1.2. Rumusan Masalah Berdasarkan latar belakang di atas, maka yang menjadi permasalahannya adalah bagaimana keadaan status gizi penderita tuberkulosis paru di Puskesmas Medan Johor. 1.3. Tujuan Penelitian 1.3.1. Tujuan Umum Tujuan penelitian ini adalah untuk mengetahui gambaran status gizi pada penderita tuberkulosis paru di Puskesmas Medan Johor. 1.3.2. Tujuan Khusus a. Mengetahui status gizi penderita tuberkulosis paru di Puskesmas Medan Johor. b. Mengetahui tingkat konsumsi energi dan protein pada penderita tuberkulosis paru di Puskesmas Medan Johor. c. Mengetahui pengetahuan penderita tuberkulosis paru di Puskesmas Medan johor d. Mengetahui pengobatan pada penderita tuberkulosis paru di Puskesmas Medan Johor. e. Mengetahui perilaku merokok pada penderita tuberkulosis paru di Puskesmas Medan Johor.

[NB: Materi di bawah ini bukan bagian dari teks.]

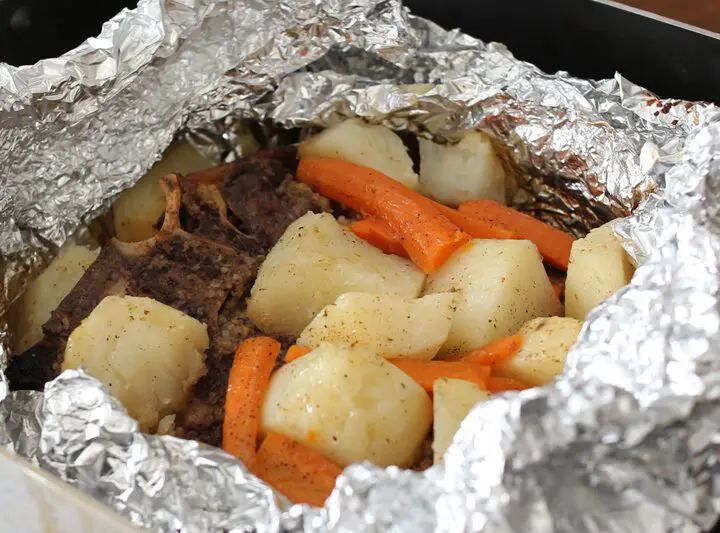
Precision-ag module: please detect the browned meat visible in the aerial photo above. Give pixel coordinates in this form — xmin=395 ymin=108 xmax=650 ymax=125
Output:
xmin=221 ymin=152 xmax=330 ymax=244
xmin=8 ymin=144 xmax=330 ymax=445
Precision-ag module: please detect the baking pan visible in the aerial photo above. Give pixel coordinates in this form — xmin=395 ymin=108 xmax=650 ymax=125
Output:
xmin=0 ymin=0 xmax=720 ymax=532
xmin=405 ymin=0 xmax=720 ymax=104
xmin=0 ymin=0 xmax=720 ymax=104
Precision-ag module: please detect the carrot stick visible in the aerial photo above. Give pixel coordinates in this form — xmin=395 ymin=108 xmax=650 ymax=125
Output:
xmin=297 ymin=157 xmax=470 ymax=273
xmin=460 ymin=200 xmax=575 ymax=270
xmin=487 ymin=376 xmax=531 ymax=393
xmin=350 ymin=218 xmax=408 ymax=258
xmin=388 ymin=359 xmax=491 ymax=392
xmin=223 ymin=337 xmax=280 ymax=468
xmin=254 ymin=432 xmax=342 ymax=507
xmin=285 ymin=344 xmax=312 ymax=363
xmin=460 ymin=334 xmax=523 ymax=365
xmin=431 ymin=200 xmax=519 ymax=239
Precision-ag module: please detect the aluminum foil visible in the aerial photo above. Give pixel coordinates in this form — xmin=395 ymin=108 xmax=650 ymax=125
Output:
xmin=0 ymin=0 xmax=720 ymax=533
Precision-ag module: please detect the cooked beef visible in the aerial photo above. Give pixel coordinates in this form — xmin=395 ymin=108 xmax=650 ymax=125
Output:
xmin=8 ymin=144 xmax=330 ymax=445
xmin=221 ymin=151 xmax=330 ymax=244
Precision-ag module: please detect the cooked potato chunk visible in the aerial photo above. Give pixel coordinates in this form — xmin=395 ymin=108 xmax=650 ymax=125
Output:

1.4.Manfaat Penelitian 1. Bagi Puskesmas Medan Johor, sebagai data yang diperlukan untuk kegiatan penyuluhan serta arahan pada penderita tuberkulosis paru yang datang ke Puskesmas Medan Johor. 2. Bagi Dinas Kesehatan Kota Medan, sebagai masukan bagi Dinas Kesehatan Kota Medan guna membuat kebijakan dalam pencegahan, penanggulangan dan pemberantasan penyakit tuberkulosis paru di Kota Medan.